Total Logistics Cost Elements for Optimization

In addition to common sense, what should prohibit an organization from going down that road to ruin? A customer service policy (CSP). A RightChain™ Customer Service Policy is segmented by channel, ABC customer class within a channel, commodity, and SKU class within a commodity (Figure 1.4). The CSP establishes targets which must be met for fill rate, response time, delivery frequency, delivery quality, packaging, and any other stipulated dimension of customer service. Those requirements serve as constraints in supply chain logistics optimization. An example supply chain logistics optimization statement from a recent service parts client follows.

Multi-Channel Customer Service Policy

Objective Function
• Minimize Total Logistics Cost

1. Fill Rate > 90%
2. Response Time < 96 Hours
3. Delivery Frequency = 3x per Week
4. Shipping Accuracy > 99.7%

An illustration of the optimization is below. Note that the customer service policy yielding the lowest total logistics cost is a response time of 3 days and a fill rate of 99%. (That is not always the case and just happened to be for one particular SKU for this particular client.) The tricky part is that as fill rate increases, inventory carrying cost, warehousing costs, and potentially transportation costs increase while lost sales costs decrease. Those dynamics and interdependencies are reflected on one axis. As response time decreases, transportation costs, warehousing costs, and potentially inventory carrying costs increase (depending on whether the response time requirement is met via more expensive transportation or more warehousing close to the customer); but lost sales cost decrease. Those dynamics and interdependencies are reflected on the other axis.

Supply Chain Logistics Optimization Surfaces

A strictly inventory optimization statement would include one or more of the following objective functions and one or more of the following constraints. (Each will be explained in much more detail as we proceed through the book.)

Inventory Objective Function Candidates
• Maximize Gross Margin Return on Inventory (GMROI)
• Maximize Inventory Value Added™ (IVA)
• Minimize Inventory Policy Cost™ (IPC)

Inventory Optimization Constraints
• Fill Rate > Target
• Response Time < Target
• Shipping Frequency > Target
• Inventory < Storage Capacity

Determining and implementing the inventory level that satisfies the required constraints and yields the best financial performance is inventory optimization.
As a part of the National Science Foundation’s Japan Technology Evaluation Center I had the unique privilege to lead a major study for the U.S. government comparing U.S. and Japanese logistics systems. During the study I interviewed business and supply chain executives in many large Japanese organizations. Not surprisingly, one of those was Toyota. I spent significant time with the developers of the Toyota Production System and their professor. One of the stories they shared explains more about the Toyota Production System than all the books I have ever read on the topic.

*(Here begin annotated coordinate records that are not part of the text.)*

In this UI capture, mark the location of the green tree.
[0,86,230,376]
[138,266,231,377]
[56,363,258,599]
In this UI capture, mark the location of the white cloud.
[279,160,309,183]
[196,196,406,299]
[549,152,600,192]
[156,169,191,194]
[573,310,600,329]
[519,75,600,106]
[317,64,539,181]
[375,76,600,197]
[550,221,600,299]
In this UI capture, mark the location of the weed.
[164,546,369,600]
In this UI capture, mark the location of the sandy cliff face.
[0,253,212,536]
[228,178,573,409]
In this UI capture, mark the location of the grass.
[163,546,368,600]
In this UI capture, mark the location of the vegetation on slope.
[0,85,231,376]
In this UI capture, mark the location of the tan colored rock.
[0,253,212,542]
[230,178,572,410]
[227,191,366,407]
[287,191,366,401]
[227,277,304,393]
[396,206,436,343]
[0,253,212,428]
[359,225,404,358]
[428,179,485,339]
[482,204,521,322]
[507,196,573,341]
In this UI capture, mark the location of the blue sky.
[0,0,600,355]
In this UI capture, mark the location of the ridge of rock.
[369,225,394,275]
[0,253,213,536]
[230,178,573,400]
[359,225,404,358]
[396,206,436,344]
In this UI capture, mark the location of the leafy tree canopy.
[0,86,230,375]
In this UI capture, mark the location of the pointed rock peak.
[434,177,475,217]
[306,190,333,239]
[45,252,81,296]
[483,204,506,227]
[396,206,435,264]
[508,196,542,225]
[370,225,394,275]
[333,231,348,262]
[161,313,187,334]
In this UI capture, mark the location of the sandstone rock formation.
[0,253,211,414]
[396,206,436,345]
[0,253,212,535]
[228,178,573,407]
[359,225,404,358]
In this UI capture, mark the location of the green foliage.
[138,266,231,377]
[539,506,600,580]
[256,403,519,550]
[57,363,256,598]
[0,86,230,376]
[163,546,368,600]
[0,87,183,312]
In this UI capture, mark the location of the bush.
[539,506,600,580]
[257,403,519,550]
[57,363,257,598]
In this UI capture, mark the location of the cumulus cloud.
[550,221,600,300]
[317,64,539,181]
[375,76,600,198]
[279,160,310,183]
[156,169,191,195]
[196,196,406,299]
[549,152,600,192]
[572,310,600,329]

The Toyoda (the company name was created from the family name) family was a rice farming family. They became wealthy when they invented mechanical harvesting equipment for rice. At some point they decided that if they could make rice harvesting equipment, they could also make cars. Unfortunately the production concepts did not translate very well and the auto making venture almost bankrupted the family. The head of the family decided to hire a new engineer from outside the family and gave him one year to develop a new way to make cars. To make a long story short, that young man came up with a way to profitably make cars in an island nation (self-contained), with few natural resources (no waste), limited habitable land (no space), and locust-like industrial congestion (perfectly orderly). The Toyota Production System was born out of those unique geographic, business, and cultural conditions.